Mi habitación está hecha un caos, pero un caos bonito.
Hay hojas sueltas por todas partes. Algunas con anotaciones, otras con dibujos sin terminar. La mayoría están arrugadas en algún rincón o dobladas en figuras que ahora forman un paisaje de papel sobre el suelo de madera. Grullas blancas, rosadas, azules pálidas… todas pequeñas, algunas torcidas, otras perfectas, como si cada una llevara un pedacito de mis emociones.
Estoy sentada en el suelo con las piernas cruzadas, la espalda contra el borde de la cama, los codos sobre las rodillas, concentrada en doblar con precisión una hoja lila. La música suena bajita en el fondo, algo instrumental, suave, casi imperceptible.
No escucho cuando entra.
No sé cuánto tiempo lleva ahí.
Pero de repente, una sombra cubre la luz que entra desde la ventana, y frente a mí, justo delante de mi rostro, se posa un pequeño cisne blanco. Perfectamente hecho. Simétrico. Elegante. Doblez por doblez.
Sonrío antes de girarme siquiera.
Porque ya sé quién es.
Lo tomo con cuidado, sintiendo la textura del papel bajo los dedos, la familiaridad del gesto. Lo observo un segundo, y luego, lentamente, giro el rostro hacia él.
Kayden está de pie a mi lado, agachado un poco, mirándome con esa expresión suya que no es sonrisa ni seriedad. Solo una calma extraña, casi tímida.
—¿Hace cuánto estás ahí? —pregunto bajito, sabiendo la respuesta.

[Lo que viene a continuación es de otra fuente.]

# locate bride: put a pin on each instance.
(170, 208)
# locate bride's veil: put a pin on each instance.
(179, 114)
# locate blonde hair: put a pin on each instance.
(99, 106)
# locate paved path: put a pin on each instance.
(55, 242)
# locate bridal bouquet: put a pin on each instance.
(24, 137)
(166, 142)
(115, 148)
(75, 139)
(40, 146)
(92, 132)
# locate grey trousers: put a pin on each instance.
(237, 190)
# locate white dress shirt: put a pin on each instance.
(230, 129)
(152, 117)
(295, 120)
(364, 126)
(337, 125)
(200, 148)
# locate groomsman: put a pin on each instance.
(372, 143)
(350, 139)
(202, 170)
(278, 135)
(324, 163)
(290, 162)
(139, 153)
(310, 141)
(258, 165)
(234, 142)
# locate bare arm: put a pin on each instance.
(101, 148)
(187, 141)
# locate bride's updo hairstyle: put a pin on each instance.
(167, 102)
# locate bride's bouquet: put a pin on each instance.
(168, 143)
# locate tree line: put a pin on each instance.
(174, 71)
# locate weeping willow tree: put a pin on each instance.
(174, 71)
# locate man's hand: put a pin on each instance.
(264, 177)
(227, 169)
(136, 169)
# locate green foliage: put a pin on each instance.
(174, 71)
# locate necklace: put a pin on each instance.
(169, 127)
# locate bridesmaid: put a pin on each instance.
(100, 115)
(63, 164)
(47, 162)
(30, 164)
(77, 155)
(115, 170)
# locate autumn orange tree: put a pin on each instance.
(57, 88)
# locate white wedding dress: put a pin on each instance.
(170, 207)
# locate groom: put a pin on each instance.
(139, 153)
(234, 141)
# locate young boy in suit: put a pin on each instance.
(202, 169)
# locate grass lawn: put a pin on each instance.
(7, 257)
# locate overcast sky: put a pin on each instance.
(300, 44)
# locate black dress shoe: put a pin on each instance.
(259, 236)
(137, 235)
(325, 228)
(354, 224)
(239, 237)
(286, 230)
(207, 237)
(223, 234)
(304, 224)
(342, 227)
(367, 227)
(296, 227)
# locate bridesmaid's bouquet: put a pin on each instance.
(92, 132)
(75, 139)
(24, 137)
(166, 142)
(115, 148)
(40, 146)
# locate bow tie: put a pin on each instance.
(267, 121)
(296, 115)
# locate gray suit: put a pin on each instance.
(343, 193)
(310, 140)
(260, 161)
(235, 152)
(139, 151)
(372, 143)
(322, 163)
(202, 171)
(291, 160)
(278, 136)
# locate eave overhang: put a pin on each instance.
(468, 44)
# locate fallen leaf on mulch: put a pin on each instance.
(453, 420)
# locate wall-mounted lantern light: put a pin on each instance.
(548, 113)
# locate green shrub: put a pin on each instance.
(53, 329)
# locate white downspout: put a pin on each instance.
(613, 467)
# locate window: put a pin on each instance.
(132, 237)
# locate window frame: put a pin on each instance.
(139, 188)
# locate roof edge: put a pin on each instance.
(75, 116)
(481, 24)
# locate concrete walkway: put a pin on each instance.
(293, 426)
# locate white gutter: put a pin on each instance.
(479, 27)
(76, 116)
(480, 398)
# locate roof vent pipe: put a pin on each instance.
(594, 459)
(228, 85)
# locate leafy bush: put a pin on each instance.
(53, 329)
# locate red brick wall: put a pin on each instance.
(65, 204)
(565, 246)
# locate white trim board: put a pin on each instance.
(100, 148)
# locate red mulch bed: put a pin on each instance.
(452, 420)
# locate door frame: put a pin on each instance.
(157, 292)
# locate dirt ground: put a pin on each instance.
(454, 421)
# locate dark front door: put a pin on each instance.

Él se encoge de hombros. No hace falta que diga nada.
Nos miramos en silencio.
El cisne de papel aún reposa en mis manos.
Pienso en los otros. En los que he encontrado cada día en el parabrisas de mi auto. Uno tras otro. En silencio. Sin exigencias. Sin explicaciones. Solo presencia.
Solo él.
Aprendió a hacer cisnes porque me vio doblar grullas. Porque prestó atención cuando pensé que él no estaba mirando. Porque entendió, a su manera, que tenía que hacer algo más que hablar.
Y lo hizo.
Día tras día. Con papel. Con manos torpes al principio, quizá. Pero con intención. Con constancia. Con esa forma suya de ser que ya he empezado a entender.
No necesito que me pida perdón otra vez. No con palabras.
Él ya lo hizo con cada doblez.
Con cada vez que me levantó del suelo después de la fisioterapia sin que yo se lo pidiera. Con cada mirada cuando pensaba que no lo notaba. Con cada cisne, uno por uno, como una forma de decir “aquí estoy, todavía, y no me voy”.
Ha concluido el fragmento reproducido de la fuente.